Mirna Jukic: Nein, eigentlich nicht. Ich finde es gut, wenn man in Österreich findet, dass ich eine von denen bin, die es geschafft haben, sich zu integrieren, dass ich mich als Österreicherin etabliert habe.


Und wie haben Sie's geschafft?


Jukic: Mir war bewusst: Wenn ich hier sein möchte, die österreichische Staatsbürgerschaft habe, sollte ich mich auch dementsprechend benehmen und die Sprache sprechen. Ich bin mit 13 Jahren nach Wien gekommen und habe kaum ein Wort Deutsch gekonnt. Nach einem halben Jahr oder Jahr habe ich im Unterricht schon alles verfolgen können und wurde benotet.


Sehen Sie das Problem, dass sich manche Zuwanderer nicht integrieren wollen?


Jukic: Man hat schon manchmal das Gefühl, dass es manchen egal ist. Es bildet sich eine Art kleiner Ghettos. Ich vergesse nicht, wo ich herkomme. Es verbietet dir ja keiner, deine Kultur und deine Religion auszuleben. Aber du sollst, wenn du in einem anderen Land lebst, das Land akzeptieren und respektieren. Und entsprechend versuchen, dich zu integrieren.

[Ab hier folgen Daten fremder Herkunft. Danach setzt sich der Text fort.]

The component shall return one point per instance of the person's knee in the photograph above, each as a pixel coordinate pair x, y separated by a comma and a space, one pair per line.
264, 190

Ist Österreich ausländerfeindlich?


Jukic: Ich finde, das ist ein schwerer Ausdruck. Es gibt sicher Leute, die nicht so begeistert sind, wenn wir einwandern. Und Leute, die die Jugo-Sprachen sprechen, also Kroatisch, Serbisch, Bosnisch, wie auch immer, oder die Türken werden schief angeschaut. Wenn man Spanisch, Italienisch oder Französisch hört, glaubt man dagegen gleich: Das sind Touristen. Es kann aber genauso sein, dass jemand aus Kroatien Tourist ist. Es muss nicht gleich heißen, dass er hier lebt und einem den Platz wegnimmt. Da gibt es vonseiten der Österreicher schon noch Vorurteile.


Sind Sie selbst schon beschimpft worden oder in Schwierigkeiten geraten als Ausländerin?


Jukic: Nein, zum Glück nicht. Aber ich vermeide es, Kommentare zu Artikeln zu lesen, die Leute anonym ins Internet stellen. Eine Zeitlang habe ich welche gelesen, es waren wirklich nicht schöne Wörter dabei. Da sind sie die Heroes, wenn sie anonym sein können. Wenn sie sich hinstellen könnten, macht keiner von denen den Mund auf.


Braucht Österreich mehr Einwanderer?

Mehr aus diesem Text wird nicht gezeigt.